Sample Monthly Budgeting

Let’s say a patient needs four weekly doses around 40,000 units each:

  • Retail self-pay: $4,000–$5,200 for the vials, plus any clinic injection fees if not self-administered.
  • Commercial plan medical claim: If the clinic’s allowed amount is $1,100 per dose and coinsurance is 20%, expect about $880 paid by the plan and $220 by the patient per dose, after deductible. Four doses come to ~$880 out-of-pocket that month.
  • Pharmacy benefit with biosimilar: Some plans set a flat copay in the low hundreds per fill; others use tiered coinsurance. When Retacrit is preferred, total monthly out-of-pocket often lands below the brand route.

When Prices Look Out Of Line

If your quote lands well above the ranges here, ask whether the NDC or strength differs from what the plan prefers. Specialty pharmacies sometimes have lower net prices to the plan, which reduces coinsurance. If the pharmacy can’t source a single-use vial at the listed strength, the nearest alternative may cost more per unit.

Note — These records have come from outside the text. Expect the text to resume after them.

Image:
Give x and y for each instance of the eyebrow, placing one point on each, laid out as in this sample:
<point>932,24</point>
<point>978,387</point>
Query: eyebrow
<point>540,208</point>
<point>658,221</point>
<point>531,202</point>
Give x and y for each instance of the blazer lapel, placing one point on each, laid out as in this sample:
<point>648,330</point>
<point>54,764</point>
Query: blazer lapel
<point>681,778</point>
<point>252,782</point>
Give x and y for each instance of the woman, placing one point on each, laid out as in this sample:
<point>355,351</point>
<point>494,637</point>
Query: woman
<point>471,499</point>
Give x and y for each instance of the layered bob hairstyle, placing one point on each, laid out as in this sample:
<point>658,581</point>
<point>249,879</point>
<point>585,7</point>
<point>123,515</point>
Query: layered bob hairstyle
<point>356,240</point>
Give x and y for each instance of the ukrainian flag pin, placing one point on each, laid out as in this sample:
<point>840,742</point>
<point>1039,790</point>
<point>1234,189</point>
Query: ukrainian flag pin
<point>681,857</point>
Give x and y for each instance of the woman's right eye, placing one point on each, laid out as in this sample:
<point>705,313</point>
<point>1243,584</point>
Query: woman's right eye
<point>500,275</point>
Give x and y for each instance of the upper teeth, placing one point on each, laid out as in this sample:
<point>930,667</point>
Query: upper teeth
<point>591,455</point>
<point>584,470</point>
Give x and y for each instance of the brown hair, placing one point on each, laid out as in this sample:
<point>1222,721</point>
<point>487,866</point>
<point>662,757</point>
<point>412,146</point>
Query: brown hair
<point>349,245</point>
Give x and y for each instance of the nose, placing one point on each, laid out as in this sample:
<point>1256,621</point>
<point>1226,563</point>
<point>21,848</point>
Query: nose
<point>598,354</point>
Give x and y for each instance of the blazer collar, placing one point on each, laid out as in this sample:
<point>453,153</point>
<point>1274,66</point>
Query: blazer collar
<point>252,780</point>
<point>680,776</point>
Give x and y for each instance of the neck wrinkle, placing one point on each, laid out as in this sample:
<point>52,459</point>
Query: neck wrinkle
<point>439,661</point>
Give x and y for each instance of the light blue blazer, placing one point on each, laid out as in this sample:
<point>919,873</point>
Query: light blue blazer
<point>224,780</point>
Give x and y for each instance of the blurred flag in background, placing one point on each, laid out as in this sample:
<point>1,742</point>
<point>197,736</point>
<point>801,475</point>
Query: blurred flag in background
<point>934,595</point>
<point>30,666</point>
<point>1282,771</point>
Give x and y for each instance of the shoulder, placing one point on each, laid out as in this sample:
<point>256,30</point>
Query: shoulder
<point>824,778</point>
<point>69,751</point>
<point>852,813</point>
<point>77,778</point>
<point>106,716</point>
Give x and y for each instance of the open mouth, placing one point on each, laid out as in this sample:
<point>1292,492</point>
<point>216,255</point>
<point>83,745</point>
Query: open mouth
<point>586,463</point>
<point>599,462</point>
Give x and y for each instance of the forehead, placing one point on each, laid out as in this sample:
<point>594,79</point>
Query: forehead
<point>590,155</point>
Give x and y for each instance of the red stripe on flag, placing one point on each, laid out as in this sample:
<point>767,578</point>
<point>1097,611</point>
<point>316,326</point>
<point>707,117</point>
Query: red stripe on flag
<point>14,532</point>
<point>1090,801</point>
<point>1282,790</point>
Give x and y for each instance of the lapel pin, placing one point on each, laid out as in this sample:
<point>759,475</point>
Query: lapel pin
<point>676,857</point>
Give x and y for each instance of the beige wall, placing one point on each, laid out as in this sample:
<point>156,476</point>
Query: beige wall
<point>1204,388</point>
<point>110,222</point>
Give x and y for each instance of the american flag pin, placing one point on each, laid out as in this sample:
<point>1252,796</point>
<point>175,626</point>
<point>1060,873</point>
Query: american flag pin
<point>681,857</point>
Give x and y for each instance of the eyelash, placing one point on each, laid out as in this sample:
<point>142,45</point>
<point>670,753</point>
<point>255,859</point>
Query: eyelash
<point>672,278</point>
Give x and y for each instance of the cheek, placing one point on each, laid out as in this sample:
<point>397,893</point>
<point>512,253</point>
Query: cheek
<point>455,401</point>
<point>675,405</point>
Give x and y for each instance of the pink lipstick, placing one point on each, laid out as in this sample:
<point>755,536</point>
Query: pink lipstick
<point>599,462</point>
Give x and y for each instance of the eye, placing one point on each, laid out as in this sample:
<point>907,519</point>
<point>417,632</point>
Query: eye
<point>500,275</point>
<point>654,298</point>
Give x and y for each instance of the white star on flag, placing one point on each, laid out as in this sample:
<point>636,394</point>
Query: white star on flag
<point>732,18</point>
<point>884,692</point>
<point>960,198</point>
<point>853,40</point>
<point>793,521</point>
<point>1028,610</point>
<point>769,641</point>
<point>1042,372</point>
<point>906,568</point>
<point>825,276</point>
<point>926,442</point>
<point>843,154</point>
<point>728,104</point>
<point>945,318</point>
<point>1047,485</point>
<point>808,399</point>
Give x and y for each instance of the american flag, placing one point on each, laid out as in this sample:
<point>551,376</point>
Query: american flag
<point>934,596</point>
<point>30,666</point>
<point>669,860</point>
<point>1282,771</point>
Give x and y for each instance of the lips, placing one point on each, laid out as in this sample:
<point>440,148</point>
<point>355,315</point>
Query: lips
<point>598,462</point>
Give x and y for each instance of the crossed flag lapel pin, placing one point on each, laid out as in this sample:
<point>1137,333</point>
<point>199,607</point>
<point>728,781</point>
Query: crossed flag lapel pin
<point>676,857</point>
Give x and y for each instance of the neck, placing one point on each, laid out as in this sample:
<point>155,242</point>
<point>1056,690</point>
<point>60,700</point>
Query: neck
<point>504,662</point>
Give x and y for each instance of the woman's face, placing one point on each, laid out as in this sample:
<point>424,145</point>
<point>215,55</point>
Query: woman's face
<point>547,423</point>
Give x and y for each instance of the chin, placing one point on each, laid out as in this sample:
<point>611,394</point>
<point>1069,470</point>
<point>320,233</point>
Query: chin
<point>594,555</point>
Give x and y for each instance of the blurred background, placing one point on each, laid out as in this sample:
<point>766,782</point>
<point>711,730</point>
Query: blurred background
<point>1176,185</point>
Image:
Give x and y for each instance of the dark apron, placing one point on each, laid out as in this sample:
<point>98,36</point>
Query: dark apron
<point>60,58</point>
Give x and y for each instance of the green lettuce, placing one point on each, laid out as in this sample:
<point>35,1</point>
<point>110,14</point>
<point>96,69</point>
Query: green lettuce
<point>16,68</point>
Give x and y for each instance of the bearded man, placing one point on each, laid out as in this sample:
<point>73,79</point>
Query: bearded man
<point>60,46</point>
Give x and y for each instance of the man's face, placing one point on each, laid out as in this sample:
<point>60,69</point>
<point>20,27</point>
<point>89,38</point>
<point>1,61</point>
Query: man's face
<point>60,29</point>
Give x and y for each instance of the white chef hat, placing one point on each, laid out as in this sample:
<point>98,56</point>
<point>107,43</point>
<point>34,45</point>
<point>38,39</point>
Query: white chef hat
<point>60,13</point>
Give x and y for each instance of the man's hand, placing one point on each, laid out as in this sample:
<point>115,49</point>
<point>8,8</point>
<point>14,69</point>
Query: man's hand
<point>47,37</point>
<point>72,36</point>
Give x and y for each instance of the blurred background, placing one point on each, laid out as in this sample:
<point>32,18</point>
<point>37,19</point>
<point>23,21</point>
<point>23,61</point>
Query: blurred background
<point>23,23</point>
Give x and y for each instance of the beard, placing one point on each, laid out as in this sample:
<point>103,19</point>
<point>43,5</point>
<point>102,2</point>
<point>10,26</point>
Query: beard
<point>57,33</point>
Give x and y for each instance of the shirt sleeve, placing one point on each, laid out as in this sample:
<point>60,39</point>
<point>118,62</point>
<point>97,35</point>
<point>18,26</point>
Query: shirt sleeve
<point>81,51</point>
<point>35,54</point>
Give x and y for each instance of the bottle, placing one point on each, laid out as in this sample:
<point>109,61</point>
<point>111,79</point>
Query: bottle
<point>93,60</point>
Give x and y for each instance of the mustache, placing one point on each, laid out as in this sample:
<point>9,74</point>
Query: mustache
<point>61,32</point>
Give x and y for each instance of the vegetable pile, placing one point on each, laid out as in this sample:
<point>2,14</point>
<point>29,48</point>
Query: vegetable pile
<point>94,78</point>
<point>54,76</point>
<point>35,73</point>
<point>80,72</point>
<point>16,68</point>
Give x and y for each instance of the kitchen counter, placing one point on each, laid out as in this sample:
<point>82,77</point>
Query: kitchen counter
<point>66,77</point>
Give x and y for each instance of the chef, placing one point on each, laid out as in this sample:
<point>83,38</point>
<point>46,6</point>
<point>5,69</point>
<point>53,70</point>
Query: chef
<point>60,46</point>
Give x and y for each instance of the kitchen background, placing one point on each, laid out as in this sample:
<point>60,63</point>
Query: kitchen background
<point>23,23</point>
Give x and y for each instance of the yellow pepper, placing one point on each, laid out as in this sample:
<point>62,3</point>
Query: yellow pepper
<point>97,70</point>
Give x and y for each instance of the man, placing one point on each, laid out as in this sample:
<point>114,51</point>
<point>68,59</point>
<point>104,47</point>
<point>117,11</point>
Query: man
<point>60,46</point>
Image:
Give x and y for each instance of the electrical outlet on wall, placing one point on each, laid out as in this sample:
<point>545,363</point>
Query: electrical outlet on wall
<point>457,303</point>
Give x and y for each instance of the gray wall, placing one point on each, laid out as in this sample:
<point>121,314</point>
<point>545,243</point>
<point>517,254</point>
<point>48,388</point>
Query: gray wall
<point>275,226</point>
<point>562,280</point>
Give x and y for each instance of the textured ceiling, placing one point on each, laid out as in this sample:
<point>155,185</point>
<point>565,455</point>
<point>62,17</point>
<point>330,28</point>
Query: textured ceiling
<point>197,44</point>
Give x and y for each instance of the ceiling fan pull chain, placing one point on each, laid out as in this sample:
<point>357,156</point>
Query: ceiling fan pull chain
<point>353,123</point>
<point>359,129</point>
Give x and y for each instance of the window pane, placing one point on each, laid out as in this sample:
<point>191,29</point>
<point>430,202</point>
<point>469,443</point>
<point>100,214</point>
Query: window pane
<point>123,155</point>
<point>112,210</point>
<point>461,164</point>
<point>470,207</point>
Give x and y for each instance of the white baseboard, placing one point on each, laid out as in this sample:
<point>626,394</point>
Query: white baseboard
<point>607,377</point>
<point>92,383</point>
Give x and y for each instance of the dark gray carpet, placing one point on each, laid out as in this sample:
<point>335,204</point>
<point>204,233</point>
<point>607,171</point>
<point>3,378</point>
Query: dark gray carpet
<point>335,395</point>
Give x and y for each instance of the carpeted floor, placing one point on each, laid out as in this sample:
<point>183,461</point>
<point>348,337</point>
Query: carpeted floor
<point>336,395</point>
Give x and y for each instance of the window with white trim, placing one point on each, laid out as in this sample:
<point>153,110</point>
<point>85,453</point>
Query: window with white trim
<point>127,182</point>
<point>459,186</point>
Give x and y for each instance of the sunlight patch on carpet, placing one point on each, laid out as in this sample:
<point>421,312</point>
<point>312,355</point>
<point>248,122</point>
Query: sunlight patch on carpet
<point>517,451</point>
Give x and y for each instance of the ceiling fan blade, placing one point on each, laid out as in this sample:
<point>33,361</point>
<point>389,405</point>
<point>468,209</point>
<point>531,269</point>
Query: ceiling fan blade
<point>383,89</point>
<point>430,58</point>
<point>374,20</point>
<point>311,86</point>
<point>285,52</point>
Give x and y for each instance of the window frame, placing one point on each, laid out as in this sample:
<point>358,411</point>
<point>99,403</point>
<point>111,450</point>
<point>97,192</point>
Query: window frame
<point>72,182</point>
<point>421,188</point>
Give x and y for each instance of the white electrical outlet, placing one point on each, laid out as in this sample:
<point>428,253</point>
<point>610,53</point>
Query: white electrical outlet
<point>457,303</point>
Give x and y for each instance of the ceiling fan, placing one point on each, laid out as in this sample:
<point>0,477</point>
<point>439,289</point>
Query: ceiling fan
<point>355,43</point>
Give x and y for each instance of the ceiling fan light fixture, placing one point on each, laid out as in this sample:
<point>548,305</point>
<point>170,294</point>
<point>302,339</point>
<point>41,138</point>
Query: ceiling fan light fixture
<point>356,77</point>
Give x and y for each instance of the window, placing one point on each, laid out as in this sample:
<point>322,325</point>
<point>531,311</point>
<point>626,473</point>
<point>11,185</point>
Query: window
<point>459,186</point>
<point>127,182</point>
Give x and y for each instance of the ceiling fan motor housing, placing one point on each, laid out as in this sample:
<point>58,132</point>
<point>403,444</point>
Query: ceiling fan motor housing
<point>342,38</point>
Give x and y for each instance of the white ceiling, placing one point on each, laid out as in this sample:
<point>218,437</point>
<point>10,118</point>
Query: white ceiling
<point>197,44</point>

What To Ask Your Care Team

  • Which strength and frequency match my current labs?
  • Can we use the biosimilar that my plan prefers?
  • Does my coverage route through the clinic or the pharmacy?
  • What administration fees should I expect if I bring the vial?
  • Can you send the script to the pharmacy with the best quote near me?

Bottom Line On Pricing

Most U.S. cash quotes cluster a little above $1,000 per 40,000-unit vial, with lower figures for smaller strengths and with biosimilar substitution. Insurance design and where the injection occurs shape the final number you pay. Matching dose to current labs, asking about the biosimilar, and confirming the correct benefit route go a long way toward keeping costs steady.

Editorial process: Price ranges in this guide reflect recent public pharmacy tools and coverage documents. Safety and coverage links point to primary sources. Always confirm your personal quote and benefits, since local contracts and policy updates can shift costs.